— Votre approche était-elle différente de celle de la série télévisée ou de « Rebellion » ?

Yuki : Je pense que Madoka elle-même ne change pas. Tout simplement parce que c'est un monde où Homura refuse qu'elle change. Homura fait tout ce qu'elle peut pour la maintenir telle quelle, et cette absence totale de changement en devient presque effrayante.

Madoka est tellement gentille que lorsqu'elle fait de nouvelles rencontres, elle évolue inévitablement pour s'adapter aux autres. Cette instabilité est déjà exprimée par la mise en scène et le contexte, alors je me disais qu'il ne fallait pas que j'en fasse trop dans mon jeu.

À l'époque (quand j'étais encore adolescente lors des enregistrements originaux), je possédais naturellement cette fragilité de l'adolescence avant la maturité. Je pouvais l'exprimer sans y penser. Mais cette fois-ci, je devais faire un effort conscient pour la faire ressortir, car j'ai aujourd'hui environ 20 ans de plus que Madoka (rires) !

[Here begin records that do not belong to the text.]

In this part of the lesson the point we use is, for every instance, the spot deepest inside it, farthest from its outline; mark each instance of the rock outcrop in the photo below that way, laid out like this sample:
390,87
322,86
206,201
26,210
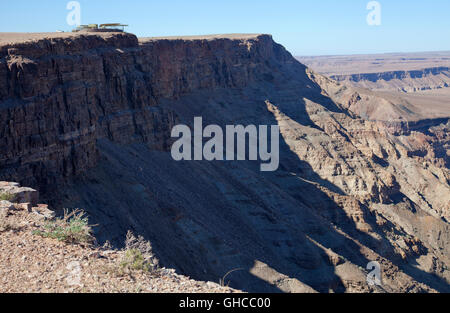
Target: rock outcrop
93,115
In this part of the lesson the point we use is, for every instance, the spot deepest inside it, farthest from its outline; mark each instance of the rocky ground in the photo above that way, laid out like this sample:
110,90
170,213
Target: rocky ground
31,263
88,122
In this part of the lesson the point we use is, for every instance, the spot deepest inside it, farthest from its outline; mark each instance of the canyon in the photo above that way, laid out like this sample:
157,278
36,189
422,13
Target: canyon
363,175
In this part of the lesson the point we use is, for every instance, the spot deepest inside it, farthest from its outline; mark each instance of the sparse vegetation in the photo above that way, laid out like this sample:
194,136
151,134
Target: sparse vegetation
5,223
5,196
73,227
137,256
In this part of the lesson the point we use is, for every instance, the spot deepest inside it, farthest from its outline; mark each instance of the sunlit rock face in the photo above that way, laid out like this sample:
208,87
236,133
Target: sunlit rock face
87,121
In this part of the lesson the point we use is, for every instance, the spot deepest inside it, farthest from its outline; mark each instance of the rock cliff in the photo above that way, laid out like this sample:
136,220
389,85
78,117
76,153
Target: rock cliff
92,114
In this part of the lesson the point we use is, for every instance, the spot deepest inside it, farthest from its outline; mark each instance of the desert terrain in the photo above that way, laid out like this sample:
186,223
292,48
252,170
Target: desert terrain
364,173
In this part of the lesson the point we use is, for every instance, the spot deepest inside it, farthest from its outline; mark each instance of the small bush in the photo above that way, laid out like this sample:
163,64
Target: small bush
71,228
7,224
137,256
6,196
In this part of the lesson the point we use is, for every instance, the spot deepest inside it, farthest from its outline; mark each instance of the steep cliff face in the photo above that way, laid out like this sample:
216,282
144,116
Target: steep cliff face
404,81
95,113
59,95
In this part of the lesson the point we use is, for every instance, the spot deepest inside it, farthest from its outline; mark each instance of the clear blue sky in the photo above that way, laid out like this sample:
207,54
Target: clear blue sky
303,27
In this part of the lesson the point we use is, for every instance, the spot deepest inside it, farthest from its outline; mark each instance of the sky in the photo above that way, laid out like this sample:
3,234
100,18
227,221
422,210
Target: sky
304,27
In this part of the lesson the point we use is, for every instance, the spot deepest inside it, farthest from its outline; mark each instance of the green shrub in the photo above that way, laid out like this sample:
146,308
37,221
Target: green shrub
133,260
71,228
6,196
137,256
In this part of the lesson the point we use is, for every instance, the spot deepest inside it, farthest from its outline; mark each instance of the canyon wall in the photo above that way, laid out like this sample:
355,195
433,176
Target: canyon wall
87,120
59,95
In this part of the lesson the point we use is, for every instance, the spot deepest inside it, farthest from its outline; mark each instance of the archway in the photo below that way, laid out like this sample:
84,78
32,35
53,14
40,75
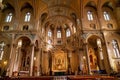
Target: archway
23,55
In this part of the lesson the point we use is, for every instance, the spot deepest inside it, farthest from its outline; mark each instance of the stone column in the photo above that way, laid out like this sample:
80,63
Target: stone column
87,58
37,62
63,35
12,59
17,59
32,60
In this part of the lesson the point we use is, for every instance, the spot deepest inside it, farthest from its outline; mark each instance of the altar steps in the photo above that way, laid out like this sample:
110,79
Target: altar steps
71,77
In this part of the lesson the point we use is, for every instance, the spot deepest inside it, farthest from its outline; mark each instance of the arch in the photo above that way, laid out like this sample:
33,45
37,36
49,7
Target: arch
96,36
26,6
8,6
91,4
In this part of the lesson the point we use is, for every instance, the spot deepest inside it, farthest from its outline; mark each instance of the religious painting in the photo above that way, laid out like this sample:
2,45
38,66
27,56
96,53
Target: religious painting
59,61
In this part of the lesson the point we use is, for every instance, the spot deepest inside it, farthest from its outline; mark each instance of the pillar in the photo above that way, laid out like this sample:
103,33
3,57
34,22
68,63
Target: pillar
12,60
87,59
37,62
32,60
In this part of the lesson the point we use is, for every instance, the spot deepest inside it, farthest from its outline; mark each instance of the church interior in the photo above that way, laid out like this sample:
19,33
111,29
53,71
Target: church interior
59,37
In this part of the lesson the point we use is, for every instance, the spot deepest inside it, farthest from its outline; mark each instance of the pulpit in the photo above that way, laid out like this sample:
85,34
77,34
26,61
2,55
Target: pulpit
59,63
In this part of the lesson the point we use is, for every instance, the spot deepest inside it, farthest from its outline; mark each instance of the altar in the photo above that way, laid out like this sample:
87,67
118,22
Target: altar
59,63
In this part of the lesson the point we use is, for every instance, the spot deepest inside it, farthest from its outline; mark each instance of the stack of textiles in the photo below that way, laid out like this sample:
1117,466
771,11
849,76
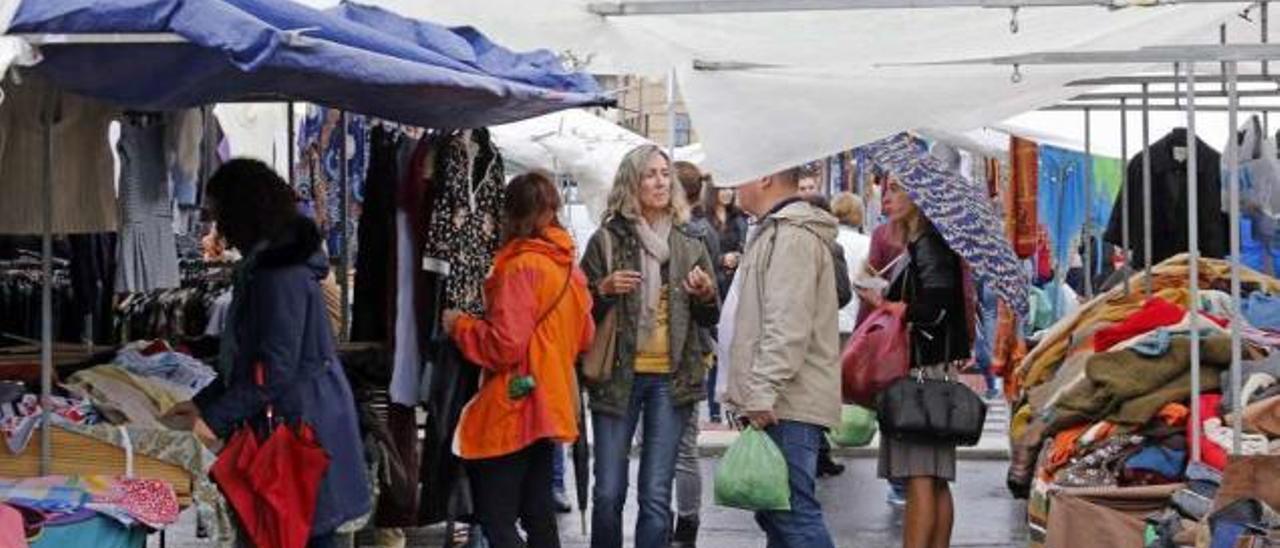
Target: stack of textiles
83,511
1104,401
142,383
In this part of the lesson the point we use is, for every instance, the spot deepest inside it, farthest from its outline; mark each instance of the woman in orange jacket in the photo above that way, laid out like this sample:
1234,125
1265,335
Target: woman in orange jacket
538,322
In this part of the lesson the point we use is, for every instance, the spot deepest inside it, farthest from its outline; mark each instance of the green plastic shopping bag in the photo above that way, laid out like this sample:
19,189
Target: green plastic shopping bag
856,427
753,475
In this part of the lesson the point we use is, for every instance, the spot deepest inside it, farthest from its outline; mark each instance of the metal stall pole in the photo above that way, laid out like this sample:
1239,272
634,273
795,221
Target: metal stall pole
1146,187
671,123
289,144
1124,192
46,291
1266,33
344,202
1233,181
1193,247
1087,234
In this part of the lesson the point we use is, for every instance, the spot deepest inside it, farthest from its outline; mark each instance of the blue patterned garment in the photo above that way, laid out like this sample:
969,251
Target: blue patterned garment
960,211
318,169
1060,199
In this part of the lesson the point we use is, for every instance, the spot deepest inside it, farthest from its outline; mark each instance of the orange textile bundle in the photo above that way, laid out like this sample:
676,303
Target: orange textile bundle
1064,447
1020,217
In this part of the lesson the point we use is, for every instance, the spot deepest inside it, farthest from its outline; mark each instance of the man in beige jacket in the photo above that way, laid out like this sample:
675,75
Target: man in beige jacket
784,369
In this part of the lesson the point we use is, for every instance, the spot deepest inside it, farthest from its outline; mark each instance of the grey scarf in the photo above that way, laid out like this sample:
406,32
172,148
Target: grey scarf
657,251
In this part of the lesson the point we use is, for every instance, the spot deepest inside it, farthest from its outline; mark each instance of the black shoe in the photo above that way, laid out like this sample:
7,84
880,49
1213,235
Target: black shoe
686,533
830,467
562,505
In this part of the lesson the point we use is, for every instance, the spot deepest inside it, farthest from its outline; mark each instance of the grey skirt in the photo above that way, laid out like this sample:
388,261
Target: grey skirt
915,459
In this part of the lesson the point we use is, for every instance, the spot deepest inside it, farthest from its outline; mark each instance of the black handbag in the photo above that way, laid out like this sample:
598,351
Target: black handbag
931,410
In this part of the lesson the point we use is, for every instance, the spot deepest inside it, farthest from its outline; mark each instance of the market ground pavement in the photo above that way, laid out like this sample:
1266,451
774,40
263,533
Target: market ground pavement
855,505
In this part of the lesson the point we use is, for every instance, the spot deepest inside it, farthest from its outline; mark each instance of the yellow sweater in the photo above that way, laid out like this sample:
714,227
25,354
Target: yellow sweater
654,354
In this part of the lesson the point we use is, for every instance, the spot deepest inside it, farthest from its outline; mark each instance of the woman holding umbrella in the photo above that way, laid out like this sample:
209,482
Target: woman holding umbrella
278,354
932,291
949,227
538,319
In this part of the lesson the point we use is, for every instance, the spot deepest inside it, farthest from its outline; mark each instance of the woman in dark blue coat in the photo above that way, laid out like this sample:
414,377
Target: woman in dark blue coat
278,319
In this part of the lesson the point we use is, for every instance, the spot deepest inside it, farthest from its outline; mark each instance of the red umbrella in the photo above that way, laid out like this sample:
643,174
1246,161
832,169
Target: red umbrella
287,479
231,474
273,484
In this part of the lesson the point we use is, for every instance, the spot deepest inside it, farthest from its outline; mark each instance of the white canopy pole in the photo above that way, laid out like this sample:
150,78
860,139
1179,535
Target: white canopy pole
671,126
1193,247
1233,181
1087,238
46,292
343,217
1124,192
1146,186
713,7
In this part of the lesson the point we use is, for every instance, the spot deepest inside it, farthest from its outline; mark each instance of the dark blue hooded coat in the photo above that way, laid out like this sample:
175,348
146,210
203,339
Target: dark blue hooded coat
283,324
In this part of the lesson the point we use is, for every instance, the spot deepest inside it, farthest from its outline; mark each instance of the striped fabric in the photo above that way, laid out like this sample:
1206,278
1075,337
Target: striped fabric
961,214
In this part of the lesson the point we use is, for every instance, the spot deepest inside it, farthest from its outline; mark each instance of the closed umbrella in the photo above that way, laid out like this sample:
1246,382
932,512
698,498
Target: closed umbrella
286,476
960,211
273,484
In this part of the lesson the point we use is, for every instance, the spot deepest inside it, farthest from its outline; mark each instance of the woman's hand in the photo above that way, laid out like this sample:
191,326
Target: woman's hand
873,297
621,282
699,284
449,318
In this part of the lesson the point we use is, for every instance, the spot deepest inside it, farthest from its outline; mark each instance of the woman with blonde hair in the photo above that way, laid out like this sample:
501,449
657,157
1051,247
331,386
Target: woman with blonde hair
931,288
645,264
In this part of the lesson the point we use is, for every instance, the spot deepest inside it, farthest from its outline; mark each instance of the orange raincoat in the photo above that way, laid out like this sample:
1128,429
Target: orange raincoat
528,283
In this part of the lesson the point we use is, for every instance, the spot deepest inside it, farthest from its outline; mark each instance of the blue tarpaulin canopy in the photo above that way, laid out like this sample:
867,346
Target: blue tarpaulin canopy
353,56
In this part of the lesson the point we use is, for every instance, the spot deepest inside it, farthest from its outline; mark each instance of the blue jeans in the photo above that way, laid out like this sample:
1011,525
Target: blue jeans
803,526
558,467
663,425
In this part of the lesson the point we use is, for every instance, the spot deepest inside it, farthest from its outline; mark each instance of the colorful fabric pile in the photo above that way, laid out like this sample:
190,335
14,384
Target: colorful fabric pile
1102,403
32,508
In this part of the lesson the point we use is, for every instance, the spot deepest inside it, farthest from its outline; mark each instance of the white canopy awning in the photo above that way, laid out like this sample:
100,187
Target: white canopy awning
574,142
822,90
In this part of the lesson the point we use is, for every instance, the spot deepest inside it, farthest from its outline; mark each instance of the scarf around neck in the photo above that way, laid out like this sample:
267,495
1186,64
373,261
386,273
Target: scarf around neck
657,251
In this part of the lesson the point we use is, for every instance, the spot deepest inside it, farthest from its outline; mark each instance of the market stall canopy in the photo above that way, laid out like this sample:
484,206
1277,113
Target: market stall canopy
771,90
351,56
574,142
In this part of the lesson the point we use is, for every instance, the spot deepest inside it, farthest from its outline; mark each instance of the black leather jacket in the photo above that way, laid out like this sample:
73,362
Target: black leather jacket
932,287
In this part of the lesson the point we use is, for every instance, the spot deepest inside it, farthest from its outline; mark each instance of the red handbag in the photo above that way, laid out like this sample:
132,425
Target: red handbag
877,355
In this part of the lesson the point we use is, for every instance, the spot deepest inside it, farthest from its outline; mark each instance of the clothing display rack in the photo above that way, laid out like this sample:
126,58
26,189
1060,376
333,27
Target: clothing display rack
420,91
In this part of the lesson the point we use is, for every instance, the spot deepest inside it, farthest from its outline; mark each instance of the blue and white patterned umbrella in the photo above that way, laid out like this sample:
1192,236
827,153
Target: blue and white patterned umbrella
960,211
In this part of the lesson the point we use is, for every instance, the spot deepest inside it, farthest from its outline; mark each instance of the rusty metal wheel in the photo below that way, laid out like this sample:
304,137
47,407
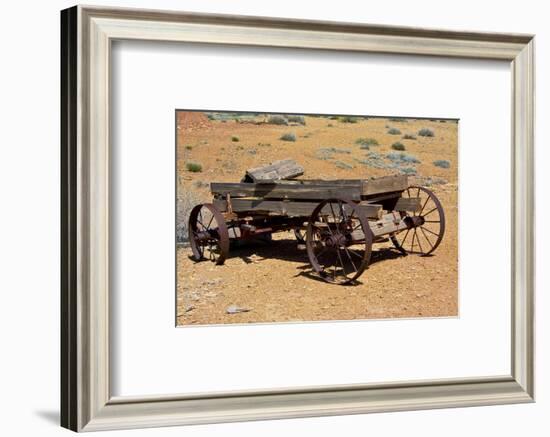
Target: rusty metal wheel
300,235
423,238
338,241
208,234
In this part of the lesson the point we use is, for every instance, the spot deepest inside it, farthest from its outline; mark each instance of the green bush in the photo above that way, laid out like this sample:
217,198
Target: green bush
277,119
193,167
425,132
398,146
442,163
348,119
407,170
288,137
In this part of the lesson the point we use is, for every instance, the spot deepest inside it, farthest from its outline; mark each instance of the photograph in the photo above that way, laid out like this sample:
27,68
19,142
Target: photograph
314,217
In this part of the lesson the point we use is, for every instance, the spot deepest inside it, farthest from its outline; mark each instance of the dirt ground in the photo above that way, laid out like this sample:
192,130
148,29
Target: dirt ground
274,281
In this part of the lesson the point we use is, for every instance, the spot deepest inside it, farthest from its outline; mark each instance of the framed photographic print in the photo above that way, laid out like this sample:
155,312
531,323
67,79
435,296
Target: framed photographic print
269,218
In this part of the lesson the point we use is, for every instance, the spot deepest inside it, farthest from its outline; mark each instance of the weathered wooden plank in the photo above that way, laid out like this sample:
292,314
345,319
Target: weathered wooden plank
391,222
385,184
284,169
408,204
331,182
286,191
287,208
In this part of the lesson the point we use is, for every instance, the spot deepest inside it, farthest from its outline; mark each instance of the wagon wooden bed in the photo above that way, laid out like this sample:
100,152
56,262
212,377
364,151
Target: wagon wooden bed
338,220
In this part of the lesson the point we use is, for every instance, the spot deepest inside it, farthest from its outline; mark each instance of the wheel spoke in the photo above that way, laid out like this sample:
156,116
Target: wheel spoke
406,235
437,235
424,206
426,237
418,240
430,211
350,260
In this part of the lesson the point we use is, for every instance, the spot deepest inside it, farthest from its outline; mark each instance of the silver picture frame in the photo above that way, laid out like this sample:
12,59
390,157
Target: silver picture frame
86,400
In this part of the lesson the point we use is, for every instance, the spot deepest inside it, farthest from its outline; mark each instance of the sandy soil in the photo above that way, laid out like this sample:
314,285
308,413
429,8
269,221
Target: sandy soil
274,281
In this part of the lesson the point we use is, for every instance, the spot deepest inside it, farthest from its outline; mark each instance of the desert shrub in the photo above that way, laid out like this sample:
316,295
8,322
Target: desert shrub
348,119
335,150
366,142
288,137
325,153
296,119
201,184
402,158
343,165
193,167
425,132
442,163
398,146
277,119
407,170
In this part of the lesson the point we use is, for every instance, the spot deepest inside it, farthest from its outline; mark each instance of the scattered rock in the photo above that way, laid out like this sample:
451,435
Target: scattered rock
234,309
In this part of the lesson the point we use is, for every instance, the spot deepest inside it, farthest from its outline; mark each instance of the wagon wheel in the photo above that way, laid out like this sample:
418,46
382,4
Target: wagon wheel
338,241
426,236
208,234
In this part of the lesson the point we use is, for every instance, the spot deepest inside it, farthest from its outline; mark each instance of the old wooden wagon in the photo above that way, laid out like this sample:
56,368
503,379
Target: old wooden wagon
338,220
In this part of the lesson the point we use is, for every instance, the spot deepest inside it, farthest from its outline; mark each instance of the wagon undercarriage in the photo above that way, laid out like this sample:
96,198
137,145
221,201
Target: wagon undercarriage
339,221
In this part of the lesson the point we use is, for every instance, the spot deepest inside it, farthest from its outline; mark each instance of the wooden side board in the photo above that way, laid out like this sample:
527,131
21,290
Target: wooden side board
384,184
287,191
291,209
284,169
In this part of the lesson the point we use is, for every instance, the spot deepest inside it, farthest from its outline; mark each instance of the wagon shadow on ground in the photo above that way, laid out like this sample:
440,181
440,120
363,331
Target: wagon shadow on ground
257,251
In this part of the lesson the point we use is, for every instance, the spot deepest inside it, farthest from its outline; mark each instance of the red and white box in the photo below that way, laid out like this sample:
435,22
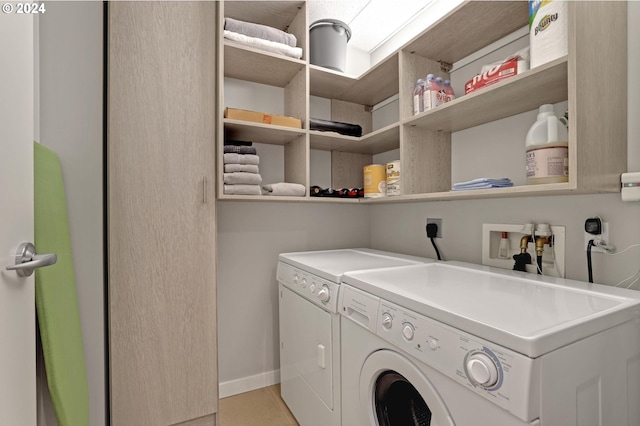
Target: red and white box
496,73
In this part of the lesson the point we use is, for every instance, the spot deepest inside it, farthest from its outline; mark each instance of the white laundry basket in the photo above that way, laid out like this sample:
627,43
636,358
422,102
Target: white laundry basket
328,40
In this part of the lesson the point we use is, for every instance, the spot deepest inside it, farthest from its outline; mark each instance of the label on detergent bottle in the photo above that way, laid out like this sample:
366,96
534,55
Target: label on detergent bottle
551,162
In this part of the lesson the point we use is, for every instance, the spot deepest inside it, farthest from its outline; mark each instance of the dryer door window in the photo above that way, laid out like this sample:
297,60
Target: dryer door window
397,402
396,392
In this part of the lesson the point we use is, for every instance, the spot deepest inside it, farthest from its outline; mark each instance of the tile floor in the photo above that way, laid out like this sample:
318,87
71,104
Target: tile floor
261,407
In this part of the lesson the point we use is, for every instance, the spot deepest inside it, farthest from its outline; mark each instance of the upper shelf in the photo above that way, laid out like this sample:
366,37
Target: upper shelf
545,84
382,140
261,133
259,66
379,83
468,28
276,14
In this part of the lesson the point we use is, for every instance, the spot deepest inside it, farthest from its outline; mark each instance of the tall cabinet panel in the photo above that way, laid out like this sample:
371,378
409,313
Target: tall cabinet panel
161,213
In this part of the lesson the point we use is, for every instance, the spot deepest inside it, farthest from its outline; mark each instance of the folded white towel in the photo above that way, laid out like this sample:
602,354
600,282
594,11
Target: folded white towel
242,189
270,46
241,159
260,31
241,178
284,189
482,183
247,168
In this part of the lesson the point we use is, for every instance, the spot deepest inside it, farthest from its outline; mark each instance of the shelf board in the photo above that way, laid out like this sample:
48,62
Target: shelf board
524,92
246,63
268,198
277,14
468,28
261,133
514,191
379,83
382,140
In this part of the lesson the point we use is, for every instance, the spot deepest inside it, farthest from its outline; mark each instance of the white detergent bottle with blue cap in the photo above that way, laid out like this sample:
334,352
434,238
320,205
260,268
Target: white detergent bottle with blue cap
547,145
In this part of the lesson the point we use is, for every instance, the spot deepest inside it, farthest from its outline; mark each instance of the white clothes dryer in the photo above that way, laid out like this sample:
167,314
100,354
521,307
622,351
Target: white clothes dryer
466,345
309,286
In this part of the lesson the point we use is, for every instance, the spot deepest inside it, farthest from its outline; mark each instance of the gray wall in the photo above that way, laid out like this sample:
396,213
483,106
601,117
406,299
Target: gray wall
71,61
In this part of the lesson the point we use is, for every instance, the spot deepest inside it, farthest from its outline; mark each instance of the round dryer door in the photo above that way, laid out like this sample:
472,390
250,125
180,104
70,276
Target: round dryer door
395,392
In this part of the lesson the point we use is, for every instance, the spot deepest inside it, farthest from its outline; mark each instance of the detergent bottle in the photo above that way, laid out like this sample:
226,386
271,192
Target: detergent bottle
547,145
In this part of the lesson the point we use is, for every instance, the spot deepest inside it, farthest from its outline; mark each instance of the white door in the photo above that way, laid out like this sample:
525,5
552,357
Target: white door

— C'est l'un de vos rôles phares du début de votre carrière. Revenir à votre jeu de l'époque a dû être un défi ?

Yuki : À l'époque, je souffrais et hésitais exactement comme Madoka, au point d'être parfois agacée par son excès de gentillesse. J'abordais le doublage avec un esprit d'athlète acharnée : si une prise était refusée, je réessayais sans relâche jusqu'à obtenir le « OK ». Le défi réside dans le fait de devoir reproduire cet état d'esprit des années plus tard.

En essayant de retrouver cette ferveur désespérée, je me rendais compte que certaines choses venaient de l'énergie unique de l'époque. Mais en tant que professionnelle, je me suis dit que la réussite de cette restitution dépendait uniquement de mon savoir-faire.

— Ces dernières années, vous avez interprété beaucoup de personnages aux personnalités très typées ou excentriques. En réécoutant les anciens épisodes, la pureté de Madoka est frappante.

Yuki : Pour un personnage excentrique, il suffit de déclencher un interrupteur d'un coup ! En revanche, un personnage aussi neutre que Madoka exige un ajustement minutieux et permanent du curseur pendant la comédie, ce qui est extrêmement difficile.

J'ai moi-même développé ma propre couleur artistique au fil du temps, et le public a conscience de ma voix actuelle. Il est donc difficile de leur faire oublier cela pour qu'ils perçoivent uniquement Madoka.

De plus, jouer une fille « normale » est ce qu'il y a de plus complexe : son individualité dépend du regard et de la présence des autres. Concevoir ce personnage seul est très complexe, mais c'est aussi ce qui fait tout le charme et la mignonnerie de Madoka. C'est pourquoi je l'aime encore plus aujourd'hui qu'à l'époque. Je commence même à partager le sentiment d'Homura, à vouloir désespérément son bonheur (rires).